3 The manufacturer's submission

The Appraisal Committee (appendix A) considered evidence submitted by the manufacturer of prucalopride and a review of this submission by the Evidence Review Group (ERG; appendix B).

3.1 The manufacturer described nine trials that provided evidence on the clinical effectiveness of prucalopride in people with chronic constipation. There were three pivotal phase III randomised, double-blind, placebo-controlled trials in adults (aged 18–65 years) with chronic constipation (PRU-INT-6, PRU-USA-11 and PRU-USA-13), one phase III, randomised, double-blind, placebo-controlled trial in older people (65 years or older, PRU-INT-12), one trial in adults (18 years or older) with opioid-induced constipation (PRU-INT-8), one retreatment study (PRU-USA-28) and three extended, open-label, single-arm, observational studies (PRU-INT-10, PRU-USA-22 and PRU-INT-17). The key clinical evidence presented by the manufacturer was derived from the three pivotal trials, which reported the efficacy of prucalopride compared with placebo in adults, and PRU-INT-12, which reported the efficacy of prucalopride compared with placebo in older people. The number of people randomised to PRU-INT-6, PRU-USA-11, PRU-USA-13 and PRU-INT-12 was 720, 628, 651 and 305 respectively. Approximately 90% of people in the pivotal trials were women. The manufacturer also presented other trials, which reported additional safety considerations and response rates (see section 3.8). The manufacturer's submission stated that people were enrolled in the pivotal trials and PRU-INT-12 if they had a history of chronic constipation (defined as no more than two spontaneous complete bowel movements per week) and one or more of the following for at least 6 months before the screening visit:

  • straining during at least 25% of bowel movements

  • very hard or hard stools in at least 25% of bowel movements

  • sensation of incomplete evacuation for at least 25% of bowel movements.

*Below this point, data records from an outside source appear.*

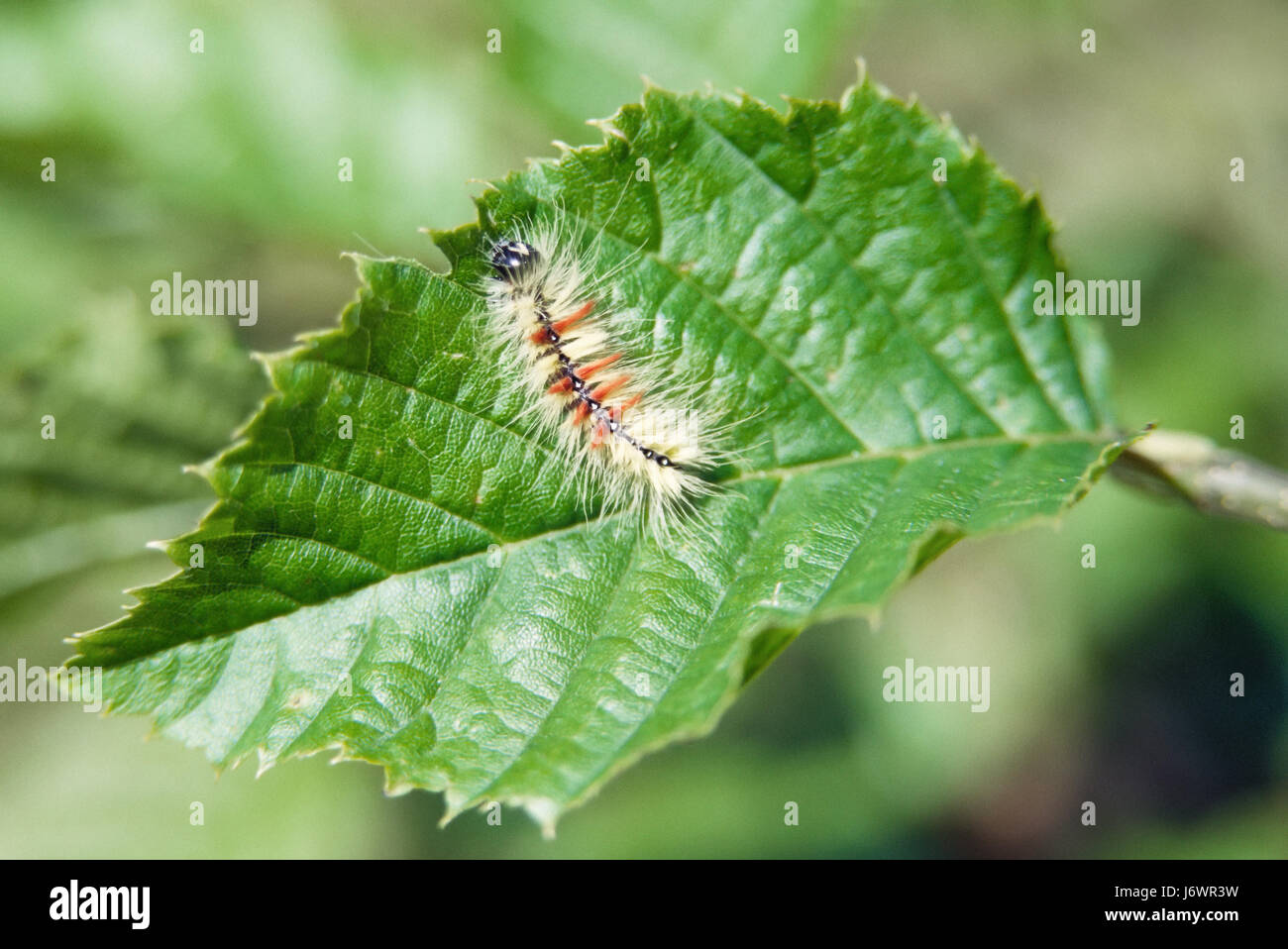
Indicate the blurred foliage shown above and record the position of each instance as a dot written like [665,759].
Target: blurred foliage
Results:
[1108,684]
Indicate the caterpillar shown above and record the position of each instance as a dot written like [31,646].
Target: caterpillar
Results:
[626,434]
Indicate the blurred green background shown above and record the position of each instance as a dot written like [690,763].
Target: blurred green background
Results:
[1108,684]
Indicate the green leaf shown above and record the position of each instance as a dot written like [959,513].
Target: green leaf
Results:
[429,597]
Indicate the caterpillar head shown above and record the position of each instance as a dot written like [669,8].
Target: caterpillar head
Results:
[510,259]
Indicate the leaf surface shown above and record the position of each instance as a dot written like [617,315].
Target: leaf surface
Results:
[428,595]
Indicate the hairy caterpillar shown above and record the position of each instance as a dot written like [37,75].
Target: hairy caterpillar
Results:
[626,433]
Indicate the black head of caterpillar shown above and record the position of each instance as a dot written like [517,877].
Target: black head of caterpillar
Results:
[511,258]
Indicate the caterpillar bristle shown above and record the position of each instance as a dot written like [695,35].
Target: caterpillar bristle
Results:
[629,437]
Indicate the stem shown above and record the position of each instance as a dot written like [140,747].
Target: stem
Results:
[1215,480]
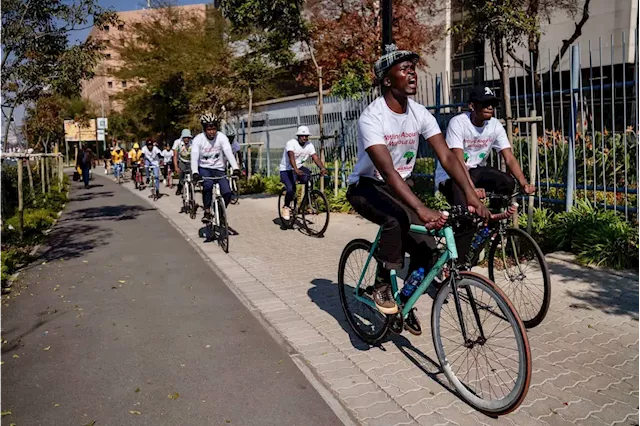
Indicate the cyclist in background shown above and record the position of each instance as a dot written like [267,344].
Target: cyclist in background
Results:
[151,155]
[210,152]
[471,136]
[388,136]
[117,159]
[167,162]
[182,156]
[135,156]
[296,152]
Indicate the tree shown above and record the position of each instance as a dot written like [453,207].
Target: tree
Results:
[186,65]
[346,37]
[37,52]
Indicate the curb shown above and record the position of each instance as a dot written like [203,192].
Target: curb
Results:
[344,414]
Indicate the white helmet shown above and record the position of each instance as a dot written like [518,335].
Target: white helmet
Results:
[207,118]
[303,131]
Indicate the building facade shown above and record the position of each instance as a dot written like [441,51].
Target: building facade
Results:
[103,88]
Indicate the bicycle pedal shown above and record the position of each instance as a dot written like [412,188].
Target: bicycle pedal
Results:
[396,323]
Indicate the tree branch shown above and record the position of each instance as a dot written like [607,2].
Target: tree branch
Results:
[576,33]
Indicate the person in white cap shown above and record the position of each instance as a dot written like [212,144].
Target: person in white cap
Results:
[182,156]
[296,152]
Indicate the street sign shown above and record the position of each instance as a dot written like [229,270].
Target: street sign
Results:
[102,123]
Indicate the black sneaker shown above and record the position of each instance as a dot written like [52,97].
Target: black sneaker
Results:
[383,298]
[207,217]
[412,324]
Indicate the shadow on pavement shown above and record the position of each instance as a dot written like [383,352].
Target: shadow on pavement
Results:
[612,294]
[118,212]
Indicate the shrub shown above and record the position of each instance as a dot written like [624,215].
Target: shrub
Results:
[272,185]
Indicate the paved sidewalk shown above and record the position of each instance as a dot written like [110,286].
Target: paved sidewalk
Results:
[586,353]
[121,322]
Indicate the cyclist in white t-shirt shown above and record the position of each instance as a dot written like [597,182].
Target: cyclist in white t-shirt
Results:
[296,152]
[388,136]
[472,136]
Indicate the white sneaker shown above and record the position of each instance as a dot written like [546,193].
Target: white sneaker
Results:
[286,213]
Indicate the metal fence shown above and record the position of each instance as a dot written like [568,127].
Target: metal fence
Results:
[589,134]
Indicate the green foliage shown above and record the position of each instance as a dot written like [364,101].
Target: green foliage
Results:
[339,203]
[356,79]
[272,185]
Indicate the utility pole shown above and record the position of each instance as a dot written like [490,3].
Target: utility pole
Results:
[387,22]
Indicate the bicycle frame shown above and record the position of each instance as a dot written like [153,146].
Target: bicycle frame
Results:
[451,253]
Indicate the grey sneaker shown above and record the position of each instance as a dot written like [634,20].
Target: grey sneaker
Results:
[383,298]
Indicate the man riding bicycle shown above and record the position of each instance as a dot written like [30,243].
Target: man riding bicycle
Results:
[117,159]
[388,136]
[210,152]
[152,160]
[182,157]
[135,156]
[296,152]
[471,136]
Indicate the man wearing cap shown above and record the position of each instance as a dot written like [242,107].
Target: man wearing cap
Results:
[388,135]
[296,152]
[471,136]
[182,156]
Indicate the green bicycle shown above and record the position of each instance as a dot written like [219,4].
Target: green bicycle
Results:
[472,321]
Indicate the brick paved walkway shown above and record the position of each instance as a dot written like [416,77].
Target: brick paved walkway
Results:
[586,354]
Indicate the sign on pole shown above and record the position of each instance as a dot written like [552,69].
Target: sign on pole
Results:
[102,123]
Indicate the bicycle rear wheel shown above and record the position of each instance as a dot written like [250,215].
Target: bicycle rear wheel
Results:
[518,267]
[495,359]
[315,213]
[223,226]
[292,212]
[366,321]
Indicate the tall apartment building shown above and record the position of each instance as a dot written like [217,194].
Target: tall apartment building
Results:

3.2 There was a 2-week run-in period for each pivotal trial and for PRU-INT-12, in which no laxative medication (except for rescue medication) was allowed. People in the pivotal trials were then randomised 1:1:1 to prucalopride 2 mg, prucalopride 4 mg or placebo. People in PRU-INT-12 were also randomised to prucalopride 1 mg. If people had not had a bowel movement for 3 days or more, they could receive a single dose of 15 mg bisacodyl as rescue medication (medications used for quick relief of symptoms). If a bowel movement did not occur, the dose of bisacodyl could be increased; if there was still no bowel movement after this, an enema could be administered. In the pivotal trials people were treated for 12 weeks and in PRU-INT-12 people were treated for 4 weeks. Data were collected at 4- and 12-week time points in the pivotal trials and at 4 weeks in PRU-INT-12.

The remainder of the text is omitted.